Possible Signal mechanisms:
- stick it into a "file": /dev/power
- the file has a size of 1 byte:
- 0 means there is no power
- any number between 1-254 indicates the number of milliseconds left of power
- 255 means that power is okay
- applications must poll every 100 ms
- "power fail" thread
- each process has a "power fail" thread that tries to read /dev/power
- read hangs if you have power
- read returns if power has failed
- when the read returns, processes know the power has failed
- this creates more threads to manage
- there will be a problem of thread synchronization within processes
- Signal handling in Unix
- major change to our abstract machine
- between any pair of instructions, a signal can occur
- when interrupting a signal handler itself, there are two choices:
- signal handlers can be written to be reentrant (See "What is Reentrant?" below)
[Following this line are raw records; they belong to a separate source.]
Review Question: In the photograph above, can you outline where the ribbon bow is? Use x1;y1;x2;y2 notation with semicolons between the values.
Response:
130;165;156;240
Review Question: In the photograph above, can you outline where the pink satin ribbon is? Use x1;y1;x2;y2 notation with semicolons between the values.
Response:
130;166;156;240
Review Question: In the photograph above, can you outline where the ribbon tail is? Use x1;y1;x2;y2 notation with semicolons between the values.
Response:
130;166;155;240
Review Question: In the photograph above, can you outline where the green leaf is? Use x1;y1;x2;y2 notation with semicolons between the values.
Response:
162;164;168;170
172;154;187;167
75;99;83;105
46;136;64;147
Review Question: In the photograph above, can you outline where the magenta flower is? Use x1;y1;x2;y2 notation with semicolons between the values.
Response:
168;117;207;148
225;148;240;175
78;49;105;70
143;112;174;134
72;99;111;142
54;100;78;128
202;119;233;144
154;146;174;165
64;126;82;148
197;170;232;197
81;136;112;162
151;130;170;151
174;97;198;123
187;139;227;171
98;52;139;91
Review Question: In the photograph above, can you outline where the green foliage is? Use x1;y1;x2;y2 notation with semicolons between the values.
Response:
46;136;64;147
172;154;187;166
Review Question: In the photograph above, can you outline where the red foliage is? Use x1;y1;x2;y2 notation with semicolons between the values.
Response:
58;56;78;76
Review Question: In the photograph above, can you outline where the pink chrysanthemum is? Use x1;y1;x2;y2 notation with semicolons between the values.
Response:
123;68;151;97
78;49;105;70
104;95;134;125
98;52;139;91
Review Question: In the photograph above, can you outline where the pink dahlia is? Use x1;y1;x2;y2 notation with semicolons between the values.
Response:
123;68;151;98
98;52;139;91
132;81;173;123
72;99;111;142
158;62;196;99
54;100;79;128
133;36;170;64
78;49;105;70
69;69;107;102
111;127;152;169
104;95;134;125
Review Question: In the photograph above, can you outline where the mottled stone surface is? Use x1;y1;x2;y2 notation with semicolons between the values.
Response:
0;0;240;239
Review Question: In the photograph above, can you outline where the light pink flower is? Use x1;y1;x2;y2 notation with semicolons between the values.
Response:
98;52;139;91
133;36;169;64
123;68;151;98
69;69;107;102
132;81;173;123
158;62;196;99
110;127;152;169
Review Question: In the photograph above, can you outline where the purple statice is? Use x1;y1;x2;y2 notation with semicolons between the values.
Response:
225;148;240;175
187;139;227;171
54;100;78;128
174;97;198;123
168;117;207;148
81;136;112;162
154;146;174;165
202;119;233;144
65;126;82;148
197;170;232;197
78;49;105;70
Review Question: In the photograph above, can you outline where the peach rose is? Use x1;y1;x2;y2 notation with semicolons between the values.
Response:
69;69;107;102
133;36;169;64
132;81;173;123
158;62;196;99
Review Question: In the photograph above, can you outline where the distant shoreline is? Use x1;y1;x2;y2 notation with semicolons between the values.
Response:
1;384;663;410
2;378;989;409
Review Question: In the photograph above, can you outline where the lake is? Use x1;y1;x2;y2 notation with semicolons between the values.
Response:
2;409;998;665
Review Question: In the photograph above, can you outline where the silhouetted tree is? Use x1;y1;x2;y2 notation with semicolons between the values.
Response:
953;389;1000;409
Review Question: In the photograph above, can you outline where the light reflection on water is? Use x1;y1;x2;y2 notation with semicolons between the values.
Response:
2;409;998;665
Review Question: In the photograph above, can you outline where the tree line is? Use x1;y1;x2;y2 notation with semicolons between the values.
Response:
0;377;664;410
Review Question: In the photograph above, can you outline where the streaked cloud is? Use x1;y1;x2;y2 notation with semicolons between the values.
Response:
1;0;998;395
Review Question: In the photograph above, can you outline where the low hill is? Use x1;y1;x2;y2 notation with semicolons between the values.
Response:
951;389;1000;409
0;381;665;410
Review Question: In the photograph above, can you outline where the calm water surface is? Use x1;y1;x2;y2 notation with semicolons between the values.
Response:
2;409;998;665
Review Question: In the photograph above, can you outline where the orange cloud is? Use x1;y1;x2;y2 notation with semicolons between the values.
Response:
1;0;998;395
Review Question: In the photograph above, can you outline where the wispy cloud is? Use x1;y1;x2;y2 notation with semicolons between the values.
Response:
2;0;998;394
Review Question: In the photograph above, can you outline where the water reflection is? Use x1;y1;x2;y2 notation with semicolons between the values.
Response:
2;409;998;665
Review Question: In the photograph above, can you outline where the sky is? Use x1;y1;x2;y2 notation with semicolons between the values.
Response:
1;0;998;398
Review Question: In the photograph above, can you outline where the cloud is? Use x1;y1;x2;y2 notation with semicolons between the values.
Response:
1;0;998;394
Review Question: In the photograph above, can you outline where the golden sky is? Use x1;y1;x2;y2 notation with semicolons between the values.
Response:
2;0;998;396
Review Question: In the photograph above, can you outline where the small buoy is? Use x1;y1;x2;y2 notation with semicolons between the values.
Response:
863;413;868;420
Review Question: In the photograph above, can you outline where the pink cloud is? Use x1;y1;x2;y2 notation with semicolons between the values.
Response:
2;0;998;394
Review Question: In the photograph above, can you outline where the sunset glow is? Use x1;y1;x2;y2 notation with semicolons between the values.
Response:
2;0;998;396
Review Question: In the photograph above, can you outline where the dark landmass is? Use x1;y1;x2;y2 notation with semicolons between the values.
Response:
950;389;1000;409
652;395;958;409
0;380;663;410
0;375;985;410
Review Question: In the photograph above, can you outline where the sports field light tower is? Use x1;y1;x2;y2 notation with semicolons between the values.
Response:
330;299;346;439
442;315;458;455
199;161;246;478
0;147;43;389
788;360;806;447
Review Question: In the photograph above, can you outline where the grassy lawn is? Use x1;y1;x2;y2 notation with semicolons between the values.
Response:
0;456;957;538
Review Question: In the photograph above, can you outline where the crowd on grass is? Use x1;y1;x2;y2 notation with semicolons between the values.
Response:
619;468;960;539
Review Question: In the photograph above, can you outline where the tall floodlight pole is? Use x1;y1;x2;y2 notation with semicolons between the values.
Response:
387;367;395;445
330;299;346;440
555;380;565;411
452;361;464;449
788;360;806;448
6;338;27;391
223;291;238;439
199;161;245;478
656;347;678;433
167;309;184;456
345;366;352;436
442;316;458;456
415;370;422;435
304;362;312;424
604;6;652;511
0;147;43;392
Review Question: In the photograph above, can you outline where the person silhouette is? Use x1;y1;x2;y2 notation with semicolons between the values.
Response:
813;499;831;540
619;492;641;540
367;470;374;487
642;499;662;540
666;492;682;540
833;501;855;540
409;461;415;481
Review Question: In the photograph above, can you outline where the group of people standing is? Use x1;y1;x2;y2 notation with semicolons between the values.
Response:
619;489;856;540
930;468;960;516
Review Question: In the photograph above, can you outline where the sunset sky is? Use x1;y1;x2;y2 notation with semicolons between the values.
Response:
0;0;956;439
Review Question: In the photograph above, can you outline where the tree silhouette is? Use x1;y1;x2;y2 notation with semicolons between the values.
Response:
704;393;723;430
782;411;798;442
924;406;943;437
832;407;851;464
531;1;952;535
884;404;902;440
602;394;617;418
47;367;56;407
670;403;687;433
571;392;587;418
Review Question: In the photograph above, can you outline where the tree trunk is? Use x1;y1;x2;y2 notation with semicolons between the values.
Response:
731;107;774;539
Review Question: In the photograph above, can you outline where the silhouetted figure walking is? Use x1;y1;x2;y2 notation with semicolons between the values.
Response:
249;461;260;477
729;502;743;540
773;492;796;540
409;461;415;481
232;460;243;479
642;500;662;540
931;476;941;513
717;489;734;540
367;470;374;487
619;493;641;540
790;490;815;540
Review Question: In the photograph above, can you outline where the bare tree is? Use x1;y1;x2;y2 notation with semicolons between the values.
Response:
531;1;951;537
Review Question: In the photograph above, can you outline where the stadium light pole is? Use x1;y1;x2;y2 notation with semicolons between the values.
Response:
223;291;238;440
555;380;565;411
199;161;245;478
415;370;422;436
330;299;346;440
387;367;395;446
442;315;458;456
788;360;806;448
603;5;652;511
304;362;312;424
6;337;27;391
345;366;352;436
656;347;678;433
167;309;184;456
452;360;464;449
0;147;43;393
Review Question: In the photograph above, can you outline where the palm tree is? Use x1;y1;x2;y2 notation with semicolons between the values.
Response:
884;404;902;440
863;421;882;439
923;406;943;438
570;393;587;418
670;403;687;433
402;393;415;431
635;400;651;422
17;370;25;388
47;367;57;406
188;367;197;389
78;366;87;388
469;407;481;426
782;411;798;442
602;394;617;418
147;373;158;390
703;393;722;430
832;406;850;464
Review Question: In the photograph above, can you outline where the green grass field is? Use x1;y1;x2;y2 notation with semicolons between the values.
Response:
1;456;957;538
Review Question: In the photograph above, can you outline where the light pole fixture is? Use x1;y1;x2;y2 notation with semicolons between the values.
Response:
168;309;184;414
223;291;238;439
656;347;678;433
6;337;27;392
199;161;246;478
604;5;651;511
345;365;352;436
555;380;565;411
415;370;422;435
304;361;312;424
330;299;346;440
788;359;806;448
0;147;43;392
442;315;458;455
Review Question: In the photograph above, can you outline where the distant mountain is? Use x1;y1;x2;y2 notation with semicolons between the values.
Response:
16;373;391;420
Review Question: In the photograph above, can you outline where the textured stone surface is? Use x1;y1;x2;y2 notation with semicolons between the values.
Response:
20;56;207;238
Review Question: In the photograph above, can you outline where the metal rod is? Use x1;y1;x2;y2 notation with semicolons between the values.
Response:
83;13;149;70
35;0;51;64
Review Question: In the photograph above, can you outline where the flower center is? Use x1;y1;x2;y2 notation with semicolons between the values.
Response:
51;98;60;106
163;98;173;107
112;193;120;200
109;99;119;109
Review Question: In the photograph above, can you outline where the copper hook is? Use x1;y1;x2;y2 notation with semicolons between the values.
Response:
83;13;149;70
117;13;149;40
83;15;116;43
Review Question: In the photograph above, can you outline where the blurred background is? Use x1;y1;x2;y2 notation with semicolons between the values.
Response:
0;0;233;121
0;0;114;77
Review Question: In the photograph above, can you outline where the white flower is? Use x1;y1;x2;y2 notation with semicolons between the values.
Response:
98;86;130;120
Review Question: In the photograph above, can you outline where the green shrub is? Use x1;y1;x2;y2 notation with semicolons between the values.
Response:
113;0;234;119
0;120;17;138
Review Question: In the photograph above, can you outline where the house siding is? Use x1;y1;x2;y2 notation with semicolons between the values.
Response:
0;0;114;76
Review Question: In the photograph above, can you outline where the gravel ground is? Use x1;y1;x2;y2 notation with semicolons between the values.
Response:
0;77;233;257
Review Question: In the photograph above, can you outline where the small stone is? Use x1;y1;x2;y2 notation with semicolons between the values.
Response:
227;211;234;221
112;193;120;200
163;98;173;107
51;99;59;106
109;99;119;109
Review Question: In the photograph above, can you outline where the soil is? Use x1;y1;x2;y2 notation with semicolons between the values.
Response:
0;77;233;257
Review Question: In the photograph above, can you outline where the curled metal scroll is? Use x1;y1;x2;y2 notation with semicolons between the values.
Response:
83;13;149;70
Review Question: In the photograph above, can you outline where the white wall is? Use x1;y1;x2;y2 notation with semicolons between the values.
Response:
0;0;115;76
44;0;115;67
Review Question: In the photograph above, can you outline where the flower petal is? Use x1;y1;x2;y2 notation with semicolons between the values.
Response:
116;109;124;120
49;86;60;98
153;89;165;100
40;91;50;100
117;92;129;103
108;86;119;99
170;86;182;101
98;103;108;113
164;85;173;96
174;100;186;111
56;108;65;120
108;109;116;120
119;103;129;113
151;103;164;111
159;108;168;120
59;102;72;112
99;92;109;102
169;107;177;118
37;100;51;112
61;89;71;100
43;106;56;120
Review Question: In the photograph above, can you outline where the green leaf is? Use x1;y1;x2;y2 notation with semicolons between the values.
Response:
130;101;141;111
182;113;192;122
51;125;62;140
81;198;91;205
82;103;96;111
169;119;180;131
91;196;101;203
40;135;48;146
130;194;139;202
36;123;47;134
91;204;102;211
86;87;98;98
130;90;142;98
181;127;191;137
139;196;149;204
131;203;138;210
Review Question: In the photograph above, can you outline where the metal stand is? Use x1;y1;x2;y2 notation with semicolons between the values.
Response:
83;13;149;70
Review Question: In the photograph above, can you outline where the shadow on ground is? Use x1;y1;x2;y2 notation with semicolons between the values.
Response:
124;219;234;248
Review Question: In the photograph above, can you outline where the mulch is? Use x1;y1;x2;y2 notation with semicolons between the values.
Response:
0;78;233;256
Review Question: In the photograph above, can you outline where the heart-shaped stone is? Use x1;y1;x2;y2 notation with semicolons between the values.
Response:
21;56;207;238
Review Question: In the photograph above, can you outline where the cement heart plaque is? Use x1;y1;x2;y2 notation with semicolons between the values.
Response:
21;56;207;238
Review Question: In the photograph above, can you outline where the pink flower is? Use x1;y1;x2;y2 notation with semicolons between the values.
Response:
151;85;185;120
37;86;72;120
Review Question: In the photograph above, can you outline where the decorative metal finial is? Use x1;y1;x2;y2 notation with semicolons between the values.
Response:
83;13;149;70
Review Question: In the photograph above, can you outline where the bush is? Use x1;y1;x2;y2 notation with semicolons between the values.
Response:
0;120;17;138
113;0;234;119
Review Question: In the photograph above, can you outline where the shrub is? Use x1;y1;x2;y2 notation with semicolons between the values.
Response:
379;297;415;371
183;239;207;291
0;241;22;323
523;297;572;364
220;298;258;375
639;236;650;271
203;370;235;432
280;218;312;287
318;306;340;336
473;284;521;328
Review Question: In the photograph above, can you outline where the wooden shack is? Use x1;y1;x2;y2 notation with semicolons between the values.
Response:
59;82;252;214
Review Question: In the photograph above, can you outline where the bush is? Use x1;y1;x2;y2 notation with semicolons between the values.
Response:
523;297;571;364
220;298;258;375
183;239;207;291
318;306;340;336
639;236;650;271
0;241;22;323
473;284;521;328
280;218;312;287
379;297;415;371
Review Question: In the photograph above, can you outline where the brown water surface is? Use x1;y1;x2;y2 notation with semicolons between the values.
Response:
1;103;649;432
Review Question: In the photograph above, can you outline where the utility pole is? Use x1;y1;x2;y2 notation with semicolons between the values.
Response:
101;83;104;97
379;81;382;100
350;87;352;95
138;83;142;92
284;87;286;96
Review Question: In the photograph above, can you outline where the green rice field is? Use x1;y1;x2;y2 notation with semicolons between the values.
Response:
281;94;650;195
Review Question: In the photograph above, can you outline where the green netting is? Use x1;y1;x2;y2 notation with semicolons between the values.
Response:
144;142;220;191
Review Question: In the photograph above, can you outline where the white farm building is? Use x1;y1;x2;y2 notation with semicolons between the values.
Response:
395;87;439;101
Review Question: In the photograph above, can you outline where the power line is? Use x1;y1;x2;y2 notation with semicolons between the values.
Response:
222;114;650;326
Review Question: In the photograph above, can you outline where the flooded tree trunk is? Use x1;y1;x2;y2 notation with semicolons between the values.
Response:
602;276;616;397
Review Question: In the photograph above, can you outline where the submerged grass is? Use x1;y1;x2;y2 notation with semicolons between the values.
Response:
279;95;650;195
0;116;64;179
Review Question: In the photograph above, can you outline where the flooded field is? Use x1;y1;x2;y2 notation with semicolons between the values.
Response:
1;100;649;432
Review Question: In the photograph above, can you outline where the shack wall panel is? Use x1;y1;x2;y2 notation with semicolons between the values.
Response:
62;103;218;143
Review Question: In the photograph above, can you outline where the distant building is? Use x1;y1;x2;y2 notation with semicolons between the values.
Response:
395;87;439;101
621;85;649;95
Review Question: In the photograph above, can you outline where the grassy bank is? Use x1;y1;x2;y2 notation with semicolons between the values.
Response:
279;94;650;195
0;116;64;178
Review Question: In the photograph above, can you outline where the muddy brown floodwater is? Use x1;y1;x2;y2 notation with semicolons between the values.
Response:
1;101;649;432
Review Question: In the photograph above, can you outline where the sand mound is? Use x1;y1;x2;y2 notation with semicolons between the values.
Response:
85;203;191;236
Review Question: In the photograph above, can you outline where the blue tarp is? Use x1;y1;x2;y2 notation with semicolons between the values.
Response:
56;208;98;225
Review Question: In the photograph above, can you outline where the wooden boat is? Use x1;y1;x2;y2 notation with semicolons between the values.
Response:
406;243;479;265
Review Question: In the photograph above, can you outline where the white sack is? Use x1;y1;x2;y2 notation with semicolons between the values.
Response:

- signals can be blocked while a signal handler is running
- the second option is the default
- signal causes one of your program functions to be called, which is executed before the next instruction
Example:
void handle_child_signal( int sig ) { error(); }
void printdate( void ) {
pid_t p = fork();
if(p < 0) error();
if(p == 0) {
char* const args[] = {"/bin/date", NULL};
signal(SIGUSR1, handle_child_signal); // the only problem handled here is a verrry slow disk
execvp(args[0], args);
error();
}
sleep(5); // normally, the child will have exited:
// it's a zombie (data structure representing a dead child for parent to waitpid)
kill(p, SIGUSR1);
if(waitpid(p, &status, 0) < 0) error();
What happens to /bin/date when it gets a signal?
- associated with each process is a table of signal handlers:
- PWR: exit(226) //depends on signal
- INT: exit and dump core
- USR1: handle_child_signal()
- CHLD: ignore
After the execvp, the signal handlers for USR1 and CHLD are changed back to default values.